I noted, in the introduction, that without a national framework to guide key projects – road and rail investment, the location of ports and airports, for instance – the country would “drift directionless, reinforcing a belief … that the winner takes all”. And so it is now proving again.

Prescott took on board our case for greater emphasis on regional economies away from London, producing a “northern way” growth strategy around a trans-Pennine corridor and a specialist team to take it forward. But in 2010, a Tory-Liberal Democrat government scrapped the regional development agencies, regional planning strategies and all. Eric Pickles, then local government and planning secretary, famously labelled regional direction “Stalinist”.

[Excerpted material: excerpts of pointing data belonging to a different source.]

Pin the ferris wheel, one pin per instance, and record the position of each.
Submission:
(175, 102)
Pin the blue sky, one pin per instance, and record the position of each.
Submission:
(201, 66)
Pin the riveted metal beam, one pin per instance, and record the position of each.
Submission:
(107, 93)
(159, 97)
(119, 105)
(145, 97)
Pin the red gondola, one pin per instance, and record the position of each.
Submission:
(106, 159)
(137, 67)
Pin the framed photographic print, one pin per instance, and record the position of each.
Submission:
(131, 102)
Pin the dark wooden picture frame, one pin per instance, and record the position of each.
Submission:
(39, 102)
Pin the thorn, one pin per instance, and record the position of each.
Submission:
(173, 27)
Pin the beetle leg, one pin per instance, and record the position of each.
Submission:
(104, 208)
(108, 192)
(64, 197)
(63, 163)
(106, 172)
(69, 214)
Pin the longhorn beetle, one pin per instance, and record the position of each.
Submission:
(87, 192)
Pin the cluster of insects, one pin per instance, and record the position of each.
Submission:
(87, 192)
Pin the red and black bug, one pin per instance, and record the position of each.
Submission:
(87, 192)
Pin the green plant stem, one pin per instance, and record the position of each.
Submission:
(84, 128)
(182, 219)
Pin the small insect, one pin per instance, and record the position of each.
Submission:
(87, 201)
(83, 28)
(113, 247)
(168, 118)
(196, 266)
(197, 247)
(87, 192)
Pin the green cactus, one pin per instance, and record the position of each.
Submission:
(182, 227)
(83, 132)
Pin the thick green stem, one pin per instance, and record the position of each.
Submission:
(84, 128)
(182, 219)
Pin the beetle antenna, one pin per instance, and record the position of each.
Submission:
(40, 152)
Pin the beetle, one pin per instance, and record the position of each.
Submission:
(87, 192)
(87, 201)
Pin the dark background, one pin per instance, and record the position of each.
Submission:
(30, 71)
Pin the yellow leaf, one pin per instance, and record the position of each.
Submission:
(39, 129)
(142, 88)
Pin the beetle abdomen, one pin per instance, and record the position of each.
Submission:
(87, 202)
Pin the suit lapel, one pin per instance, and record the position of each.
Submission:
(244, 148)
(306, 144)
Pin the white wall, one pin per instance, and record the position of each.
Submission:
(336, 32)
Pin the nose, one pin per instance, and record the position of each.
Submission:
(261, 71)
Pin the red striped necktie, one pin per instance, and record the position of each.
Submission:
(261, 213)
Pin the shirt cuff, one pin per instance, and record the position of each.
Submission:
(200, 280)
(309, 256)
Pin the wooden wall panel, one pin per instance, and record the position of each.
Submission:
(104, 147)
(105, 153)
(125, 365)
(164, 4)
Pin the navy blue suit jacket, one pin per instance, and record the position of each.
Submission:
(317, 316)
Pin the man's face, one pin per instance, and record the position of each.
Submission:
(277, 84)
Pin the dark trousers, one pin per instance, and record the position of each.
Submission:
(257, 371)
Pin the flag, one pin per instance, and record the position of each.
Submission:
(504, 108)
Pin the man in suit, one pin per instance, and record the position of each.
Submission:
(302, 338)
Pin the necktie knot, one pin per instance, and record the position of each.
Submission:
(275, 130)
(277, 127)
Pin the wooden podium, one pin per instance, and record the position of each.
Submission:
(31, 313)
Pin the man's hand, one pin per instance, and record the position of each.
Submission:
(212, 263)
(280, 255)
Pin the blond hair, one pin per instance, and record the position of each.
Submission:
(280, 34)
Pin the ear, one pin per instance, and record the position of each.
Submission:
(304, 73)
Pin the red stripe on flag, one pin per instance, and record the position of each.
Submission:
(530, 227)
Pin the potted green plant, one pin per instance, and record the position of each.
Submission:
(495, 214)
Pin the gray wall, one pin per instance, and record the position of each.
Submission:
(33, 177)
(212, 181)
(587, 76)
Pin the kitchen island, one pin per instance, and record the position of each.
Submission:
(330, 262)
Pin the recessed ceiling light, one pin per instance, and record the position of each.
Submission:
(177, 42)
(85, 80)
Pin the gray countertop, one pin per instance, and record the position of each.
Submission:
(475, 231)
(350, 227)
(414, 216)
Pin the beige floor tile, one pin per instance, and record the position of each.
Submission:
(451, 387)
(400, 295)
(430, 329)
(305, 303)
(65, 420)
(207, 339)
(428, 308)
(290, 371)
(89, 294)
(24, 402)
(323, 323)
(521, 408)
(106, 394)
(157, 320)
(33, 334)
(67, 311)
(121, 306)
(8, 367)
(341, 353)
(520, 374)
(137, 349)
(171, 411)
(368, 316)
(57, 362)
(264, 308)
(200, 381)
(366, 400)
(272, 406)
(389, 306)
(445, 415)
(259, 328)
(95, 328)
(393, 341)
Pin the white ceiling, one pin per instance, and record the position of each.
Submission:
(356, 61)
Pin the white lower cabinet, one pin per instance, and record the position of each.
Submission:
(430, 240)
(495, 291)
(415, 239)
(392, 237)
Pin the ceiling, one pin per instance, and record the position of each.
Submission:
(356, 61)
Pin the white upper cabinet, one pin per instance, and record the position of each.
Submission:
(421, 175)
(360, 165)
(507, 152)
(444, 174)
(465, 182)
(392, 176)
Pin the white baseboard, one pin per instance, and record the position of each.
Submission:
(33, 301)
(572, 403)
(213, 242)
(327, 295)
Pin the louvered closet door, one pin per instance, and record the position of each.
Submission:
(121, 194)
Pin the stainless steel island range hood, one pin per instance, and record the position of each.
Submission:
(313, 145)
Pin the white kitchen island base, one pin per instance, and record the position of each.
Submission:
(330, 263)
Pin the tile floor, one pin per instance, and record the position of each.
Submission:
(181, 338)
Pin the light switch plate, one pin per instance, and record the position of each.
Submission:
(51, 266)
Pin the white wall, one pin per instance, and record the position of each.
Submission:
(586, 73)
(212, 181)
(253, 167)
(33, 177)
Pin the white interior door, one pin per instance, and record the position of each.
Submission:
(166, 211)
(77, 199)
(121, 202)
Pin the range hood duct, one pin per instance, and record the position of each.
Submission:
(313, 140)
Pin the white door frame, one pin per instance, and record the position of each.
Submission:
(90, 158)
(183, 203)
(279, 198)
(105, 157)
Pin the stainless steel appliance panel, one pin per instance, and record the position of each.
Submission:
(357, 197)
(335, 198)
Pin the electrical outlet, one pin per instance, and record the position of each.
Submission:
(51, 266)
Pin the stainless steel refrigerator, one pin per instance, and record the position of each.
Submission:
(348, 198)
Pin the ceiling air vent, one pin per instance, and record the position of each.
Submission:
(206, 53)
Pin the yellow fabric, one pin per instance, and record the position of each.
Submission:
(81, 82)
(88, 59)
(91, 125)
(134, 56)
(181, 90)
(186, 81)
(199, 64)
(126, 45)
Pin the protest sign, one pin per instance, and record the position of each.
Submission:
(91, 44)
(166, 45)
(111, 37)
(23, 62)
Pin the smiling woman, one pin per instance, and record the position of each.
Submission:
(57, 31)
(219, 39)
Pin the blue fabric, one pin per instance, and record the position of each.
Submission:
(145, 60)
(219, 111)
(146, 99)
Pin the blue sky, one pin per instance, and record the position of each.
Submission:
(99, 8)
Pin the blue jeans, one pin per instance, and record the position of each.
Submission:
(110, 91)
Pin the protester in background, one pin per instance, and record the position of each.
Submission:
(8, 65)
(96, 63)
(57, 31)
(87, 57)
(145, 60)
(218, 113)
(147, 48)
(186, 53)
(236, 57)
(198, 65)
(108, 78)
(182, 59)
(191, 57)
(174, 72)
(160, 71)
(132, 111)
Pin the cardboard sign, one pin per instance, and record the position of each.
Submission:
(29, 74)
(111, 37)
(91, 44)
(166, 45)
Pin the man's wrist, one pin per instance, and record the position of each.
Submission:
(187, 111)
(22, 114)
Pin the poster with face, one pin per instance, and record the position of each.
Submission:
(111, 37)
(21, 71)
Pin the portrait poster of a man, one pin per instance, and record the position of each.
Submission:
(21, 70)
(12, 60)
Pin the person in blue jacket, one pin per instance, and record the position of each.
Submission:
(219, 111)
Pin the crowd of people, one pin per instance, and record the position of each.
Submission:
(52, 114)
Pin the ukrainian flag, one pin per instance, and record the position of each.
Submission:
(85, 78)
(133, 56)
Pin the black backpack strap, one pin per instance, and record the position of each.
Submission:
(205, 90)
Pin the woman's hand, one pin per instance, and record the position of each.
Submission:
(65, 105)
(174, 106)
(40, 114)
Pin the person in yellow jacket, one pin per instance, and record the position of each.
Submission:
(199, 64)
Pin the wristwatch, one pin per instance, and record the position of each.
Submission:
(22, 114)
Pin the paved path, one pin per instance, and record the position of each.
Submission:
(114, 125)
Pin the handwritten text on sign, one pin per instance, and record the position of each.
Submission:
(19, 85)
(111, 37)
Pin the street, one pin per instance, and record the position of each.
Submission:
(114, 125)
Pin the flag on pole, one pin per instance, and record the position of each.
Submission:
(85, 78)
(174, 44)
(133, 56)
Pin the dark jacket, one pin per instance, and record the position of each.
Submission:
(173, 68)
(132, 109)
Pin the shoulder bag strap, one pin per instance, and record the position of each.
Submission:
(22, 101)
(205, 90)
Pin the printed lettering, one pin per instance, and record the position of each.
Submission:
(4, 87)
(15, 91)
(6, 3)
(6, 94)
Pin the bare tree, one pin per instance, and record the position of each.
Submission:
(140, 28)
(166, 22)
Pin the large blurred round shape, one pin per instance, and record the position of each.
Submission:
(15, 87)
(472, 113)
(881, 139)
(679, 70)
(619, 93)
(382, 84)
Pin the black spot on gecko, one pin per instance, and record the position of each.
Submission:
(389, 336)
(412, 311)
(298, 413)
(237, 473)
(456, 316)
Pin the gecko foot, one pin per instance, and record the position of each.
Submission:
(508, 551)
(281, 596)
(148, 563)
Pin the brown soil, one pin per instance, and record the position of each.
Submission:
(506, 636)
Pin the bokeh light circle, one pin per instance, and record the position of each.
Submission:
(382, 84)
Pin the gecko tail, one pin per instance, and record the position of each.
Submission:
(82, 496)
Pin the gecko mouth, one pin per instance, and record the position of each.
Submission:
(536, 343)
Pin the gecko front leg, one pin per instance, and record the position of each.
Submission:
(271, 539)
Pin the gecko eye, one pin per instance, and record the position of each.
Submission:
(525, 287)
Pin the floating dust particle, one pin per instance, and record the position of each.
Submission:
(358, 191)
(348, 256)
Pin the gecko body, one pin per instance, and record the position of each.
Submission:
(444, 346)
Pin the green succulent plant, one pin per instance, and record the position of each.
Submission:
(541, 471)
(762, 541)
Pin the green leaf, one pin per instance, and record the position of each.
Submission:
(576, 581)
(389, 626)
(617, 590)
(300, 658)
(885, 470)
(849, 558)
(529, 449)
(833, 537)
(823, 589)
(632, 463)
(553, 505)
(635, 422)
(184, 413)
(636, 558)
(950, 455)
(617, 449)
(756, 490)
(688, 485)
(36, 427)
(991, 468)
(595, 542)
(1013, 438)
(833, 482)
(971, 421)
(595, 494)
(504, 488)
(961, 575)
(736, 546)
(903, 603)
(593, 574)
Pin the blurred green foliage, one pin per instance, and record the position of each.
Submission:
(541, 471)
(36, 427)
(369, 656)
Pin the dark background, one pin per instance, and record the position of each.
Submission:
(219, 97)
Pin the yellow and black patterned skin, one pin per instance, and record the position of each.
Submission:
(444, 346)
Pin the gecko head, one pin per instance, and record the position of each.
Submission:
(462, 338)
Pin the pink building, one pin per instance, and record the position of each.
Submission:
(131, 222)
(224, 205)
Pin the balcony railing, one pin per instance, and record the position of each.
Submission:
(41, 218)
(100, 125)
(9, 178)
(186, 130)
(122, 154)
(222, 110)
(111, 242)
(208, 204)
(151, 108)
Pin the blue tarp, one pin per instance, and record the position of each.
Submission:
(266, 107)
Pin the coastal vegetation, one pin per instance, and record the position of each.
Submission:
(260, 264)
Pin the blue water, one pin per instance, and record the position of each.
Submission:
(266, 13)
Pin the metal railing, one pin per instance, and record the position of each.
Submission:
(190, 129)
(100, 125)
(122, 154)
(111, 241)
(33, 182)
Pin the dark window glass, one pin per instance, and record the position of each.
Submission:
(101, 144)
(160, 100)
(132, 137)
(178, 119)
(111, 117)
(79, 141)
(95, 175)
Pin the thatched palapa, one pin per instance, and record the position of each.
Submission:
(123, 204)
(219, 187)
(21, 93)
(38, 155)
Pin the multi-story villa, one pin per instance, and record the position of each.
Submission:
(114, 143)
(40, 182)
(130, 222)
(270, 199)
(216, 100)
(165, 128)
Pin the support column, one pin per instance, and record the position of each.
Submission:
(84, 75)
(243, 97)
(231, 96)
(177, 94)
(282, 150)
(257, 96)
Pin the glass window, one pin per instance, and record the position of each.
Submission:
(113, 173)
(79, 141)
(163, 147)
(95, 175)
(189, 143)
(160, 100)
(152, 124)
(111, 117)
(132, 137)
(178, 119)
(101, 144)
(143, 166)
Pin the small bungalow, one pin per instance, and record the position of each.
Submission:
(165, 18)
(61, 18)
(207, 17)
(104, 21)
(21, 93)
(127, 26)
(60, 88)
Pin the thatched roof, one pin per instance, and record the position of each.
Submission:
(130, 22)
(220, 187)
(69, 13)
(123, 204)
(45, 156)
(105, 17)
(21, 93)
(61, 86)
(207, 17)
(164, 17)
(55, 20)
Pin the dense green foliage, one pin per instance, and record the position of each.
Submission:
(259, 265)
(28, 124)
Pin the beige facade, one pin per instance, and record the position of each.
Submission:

On taking office seven months ago, the Labour government inherited a country denied a regional policy and the essential institutions capable of addressing the north-south divide. I assumed it had a plan to address England and its profound regional inequalities. Sadly, I was wrong. Ringing in my ears were comments in an interview two years ago with the late Bob Kerslake, former head of the civil service and, before that, chief executive of Sheffield city council, that “comprehensive long-term intervention” was needed to begin turning round the economies of post-industrial areas, away from the big cities: areas – dare I suggest, like the communities in “red wall” constituencies not far from the cancelled A1 dual carriageway in Northumberland.

It took Rachel Reeves to confirm recently there was no meaningful strategy, aside from promising to go “further and faster” to drive growth in the greater south-east: backing expansion of Heathrow with a third runway; reviving plans for a multibillion-pound Oxford-Cambridge hi-tech arc with new communities plus rail link and, of course, supporting that Lower Thames Crossing linking the M2 in Kent with the M25 in Essex.

Not surprisingly, many in the north are now asking if, yet again, a government grasping at old Treasury straws is assuming London and the greater south-east will drive national growth in the faint hope it will filter down to other regions – no matter that there’s precious little evidence trickle-down – or in this case up – from south to north has worked in the past.

We are left, then, with the dismissive tones of National Highways, which runs major roads in England, suggesting that the new Thames crossing will unlock growth by doubling road capacity east of London “to better link the north and the Midlands with the ports of the south-east”. Pull the other one.

“Regional policy?” mused an old friend, a leading academic who has spent much of his working life studying regional disparities in Europe and beyond. “It’s called London and the greater south-east.” With the odd exception, it’s same as it ever was.